Still, a new state audit shows there’s still work to be done in the Bradford County city of about 500, and city clerk Mary Lou Hildreth said she’s doing the best she can with a limited staff.
In 2014, the state auditor general looked at Hampton’s books, an examination that resulted in the former city clerk’s arrest on charges of defrauding the city water fund nearly $20,000. State auditors then gave the city recommendations on what and how to implement new regulations. Hildreth was appointed in 2015 and began implementing new policies and guidelines so the city’s financial records could be better monitored and become more transparent.
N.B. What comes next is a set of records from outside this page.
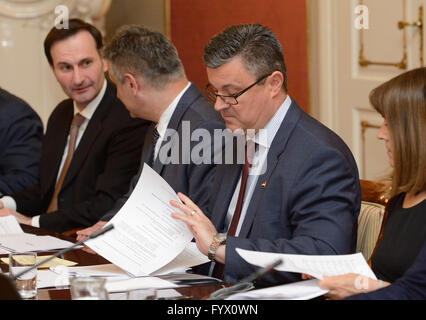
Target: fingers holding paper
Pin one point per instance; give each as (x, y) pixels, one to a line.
(20, 217)
(201, 227)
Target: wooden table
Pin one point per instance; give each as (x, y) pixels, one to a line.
(84, 258)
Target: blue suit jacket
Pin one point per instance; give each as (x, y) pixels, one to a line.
(187, 177)
(411, 286)
(21, 134)
(310, 202)
(104, 162)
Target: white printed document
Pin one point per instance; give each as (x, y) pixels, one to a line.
(9, 225)
(301, 290)
(145, 236)
(22, 242)
(314, 265)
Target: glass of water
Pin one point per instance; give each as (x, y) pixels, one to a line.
(26, 284)
(88, 288)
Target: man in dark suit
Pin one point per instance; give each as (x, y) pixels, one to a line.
(21, 132)
(410, 286)
(92, 146)
(302, 194)
(152, 84)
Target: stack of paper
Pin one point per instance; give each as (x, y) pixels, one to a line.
(314, 265)
(302, 290)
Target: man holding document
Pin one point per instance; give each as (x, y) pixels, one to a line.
(152, 84)
(302, 194)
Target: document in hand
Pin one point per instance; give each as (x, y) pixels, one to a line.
(145, 236)
(302, 290)
(316, 266)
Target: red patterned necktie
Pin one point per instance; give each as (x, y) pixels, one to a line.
(75, 125)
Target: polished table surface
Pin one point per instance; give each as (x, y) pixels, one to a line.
(84, 258)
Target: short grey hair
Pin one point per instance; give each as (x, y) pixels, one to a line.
(260, 50)
(145, 53)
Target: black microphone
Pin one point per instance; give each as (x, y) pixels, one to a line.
(92, 236)
(244, 284)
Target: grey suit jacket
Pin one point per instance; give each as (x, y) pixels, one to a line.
(21, 134)
(307, 201)
(183, 175)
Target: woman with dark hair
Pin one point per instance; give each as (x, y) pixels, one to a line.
(402, 103)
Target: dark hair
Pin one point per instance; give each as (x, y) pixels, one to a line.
(258, 47)
(144, 52)
(74, 26)
(402, 102)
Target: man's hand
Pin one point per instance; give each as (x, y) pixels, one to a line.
(349, 284)
(85, 233)
(20, 217)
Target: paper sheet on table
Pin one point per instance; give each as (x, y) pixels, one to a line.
(189, 257)
(113, 285)
(49, 264)
(48, 278)
(145, 236)
(29, 242)
(314, 265)
(9, 225)
(302, 290)
(101, 270)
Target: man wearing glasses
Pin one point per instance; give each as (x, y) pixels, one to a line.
(300, 196)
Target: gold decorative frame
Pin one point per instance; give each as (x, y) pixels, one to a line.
(363, 62)
(364, 126)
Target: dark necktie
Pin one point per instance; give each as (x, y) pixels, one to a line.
(249, 152)
(219, 268)
(155, 136)
(75, 125)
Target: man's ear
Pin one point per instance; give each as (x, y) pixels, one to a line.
(104, 65)
(131, 82)
(276, 80)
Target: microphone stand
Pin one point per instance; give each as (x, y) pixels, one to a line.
(92, 236)
(244, 284)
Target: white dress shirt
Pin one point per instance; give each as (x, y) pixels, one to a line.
(165, 119)
(263, 140)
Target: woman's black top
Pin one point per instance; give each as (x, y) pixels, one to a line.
(404, 234)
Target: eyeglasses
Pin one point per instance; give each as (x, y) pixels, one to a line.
(230, 99)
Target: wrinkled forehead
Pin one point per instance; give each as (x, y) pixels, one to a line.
(75, 48)
(232, 74)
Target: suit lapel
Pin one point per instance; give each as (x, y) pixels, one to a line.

She described the situation as a chance for a fresh start.
“There was no institutional knowledge really left in the city,” Hildreth said, “and that’s almost like you’re building a new city government basically.”
State auditors released a report on Aug. 29 that reported what was corrected and gave suggestions on how to further correct other aspects of the local government.
“Again, the prior administration said ‘Oh yeah, we’re going to do this, this, and this.’ You can tell people you’re going to do something, but you have to implement it. A lot of things weren’t implemented and that’s what we’re doing now,” she said.
Hildreth said they are working to correct most of the remaining items, but it will take time with the city’s limited staff; the mayor and other city council members earn just $1,500 annually, according to payroll records.
“There’s both administrative improvement and physical improvements that people can see and touch and feel and go, ‘Wow.’ It makes them proud of their community.”